In his maturity the artist returned to Brescia to work with Romanino in a series of generally lost frescoes for Sant'Eufemia and Saint Lorenzo in Brescia. He painted altarpieces, all but one of them now lost, for the abbey of Saint Benedict in Polirone, and also decorated Palazzo Mayo in Cadignano (Lama Mocogno, in collaboration with Giulio and Antonio Campi). In 1565 he worked briefly in Venice. He painted a Nativity for the church of San Faustino in Brescia.

In 1566, Gambara completed the fresco cycle in the parish church of S. Stefano in Vimercate, with Scenes from the life of the saint in the inferior part of the apse and God the Father, Christ, Virgin and angels in the half-dome. In 1567–73, he completed his masterpiece, the frescoes in the nave of the Cathedral of Parma, in collaboration with Bernardino Gatti.

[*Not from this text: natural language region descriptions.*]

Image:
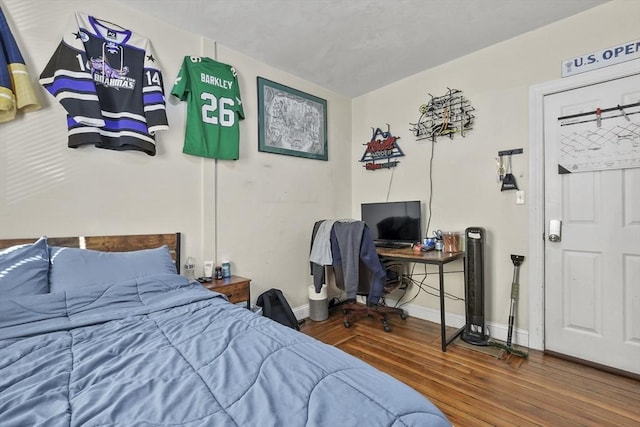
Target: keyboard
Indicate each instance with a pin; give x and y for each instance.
(392, 245)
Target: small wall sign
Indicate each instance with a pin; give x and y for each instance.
(600, 59)
(381, 149)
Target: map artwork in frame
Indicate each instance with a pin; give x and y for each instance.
(291, 122)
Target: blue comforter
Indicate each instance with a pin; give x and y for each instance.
(164, 352)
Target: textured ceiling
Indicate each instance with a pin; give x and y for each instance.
(355, 46)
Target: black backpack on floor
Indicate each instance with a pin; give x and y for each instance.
(275, 306)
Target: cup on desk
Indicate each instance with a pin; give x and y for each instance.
(452, 241)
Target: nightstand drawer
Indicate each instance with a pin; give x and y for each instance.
(236, 288)
(236, 293)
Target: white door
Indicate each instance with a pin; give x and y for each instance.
(592, 185)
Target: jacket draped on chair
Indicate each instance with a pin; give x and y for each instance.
(345, 245)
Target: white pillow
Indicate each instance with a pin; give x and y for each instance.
(24, 269)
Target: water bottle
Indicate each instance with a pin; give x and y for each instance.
(189, 269)
(226, 269)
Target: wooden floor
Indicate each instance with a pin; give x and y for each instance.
(478, 389)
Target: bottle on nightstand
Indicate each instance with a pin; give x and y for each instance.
(190, 269)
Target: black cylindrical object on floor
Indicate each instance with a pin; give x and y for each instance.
(475, 330)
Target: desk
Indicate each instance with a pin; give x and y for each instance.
(435, 258)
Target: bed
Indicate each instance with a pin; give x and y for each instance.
(102, 331)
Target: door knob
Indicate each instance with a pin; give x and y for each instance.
(555, 230)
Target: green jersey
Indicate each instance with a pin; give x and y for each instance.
(214, 107)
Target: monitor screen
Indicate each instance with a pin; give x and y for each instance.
(393, 221)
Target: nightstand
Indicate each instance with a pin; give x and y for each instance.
(236, 288)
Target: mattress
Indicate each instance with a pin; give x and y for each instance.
(163, 351)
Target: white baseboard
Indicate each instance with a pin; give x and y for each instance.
(497, 331)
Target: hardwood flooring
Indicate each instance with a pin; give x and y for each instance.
(477, 389)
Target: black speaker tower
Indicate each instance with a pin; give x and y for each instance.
(474, 330)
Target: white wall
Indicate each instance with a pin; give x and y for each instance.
(465, 191)
(258, 211)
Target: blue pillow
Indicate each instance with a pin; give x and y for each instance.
(72, 268)
(24, 269)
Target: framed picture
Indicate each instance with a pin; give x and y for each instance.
(291, 122)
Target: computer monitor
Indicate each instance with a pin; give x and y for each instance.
(393, 221)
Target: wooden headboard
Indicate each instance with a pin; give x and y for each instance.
(123, 243)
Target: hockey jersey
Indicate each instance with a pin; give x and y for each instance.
(214, 107)
(107, 79)
(16, 91)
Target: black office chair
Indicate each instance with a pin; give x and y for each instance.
(351, 243)
(354, 310)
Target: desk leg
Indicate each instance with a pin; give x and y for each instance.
(443, 326)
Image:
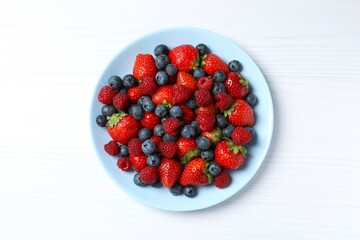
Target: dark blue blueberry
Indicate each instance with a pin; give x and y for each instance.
(219, 76)
(203, 143)
(176, 112)
(108, 110)
(144, 134)
(148, 147)
(235, 66)
(171, 69)
(221, 121)
(214, 168)
(161, 49)
(190, 191)
(101, 121)
(161, 78)
(115, 82)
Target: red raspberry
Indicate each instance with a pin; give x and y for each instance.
(181, 93)
(149, 175)
(106, 94)
(168, 149)
(134, 147)
(206, 121)
(241, 136)
(205, 83)
(112, 148)
(223, 100)
(124, 164)
(171, 126)
(222, 180)
(121, 101)
(203, 98)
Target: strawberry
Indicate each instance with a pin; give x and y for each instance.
(184, 57)
(169, 171)
(229, 155)
(122, 127)
(196, 173)
(240, 114)
(236, 85)
(186, 79)
(144, 66)
(212, 63)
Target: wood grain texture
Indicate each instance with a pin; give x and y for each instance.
(53, 187)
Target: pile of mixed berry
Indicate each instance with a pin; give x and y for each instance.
(181, 120)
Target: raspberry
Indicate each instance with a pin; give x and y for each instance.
(223, 100)
(106, 94)
(181, 93)
(203, 98)
(121, 101)
(168, 149)
(206, 121)
(112, 148)
(124, 164)
(171, 126)
(222, 180)
(205, 83)
(134, 147)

During his last years, after the decoration of the drum of the cupola of Santa Maria of the Steccata in Parma, Gambara executed various other frescoes for palaces in Brescia and Parma, including a Deposition (1568) for the church of San Pietro al Po in Cremona. He died, from falling off a scaffold, while painting the frescoes of the cupola of S. Lorenzo in Brescia.

One of his pupils was Giovita Brescianino.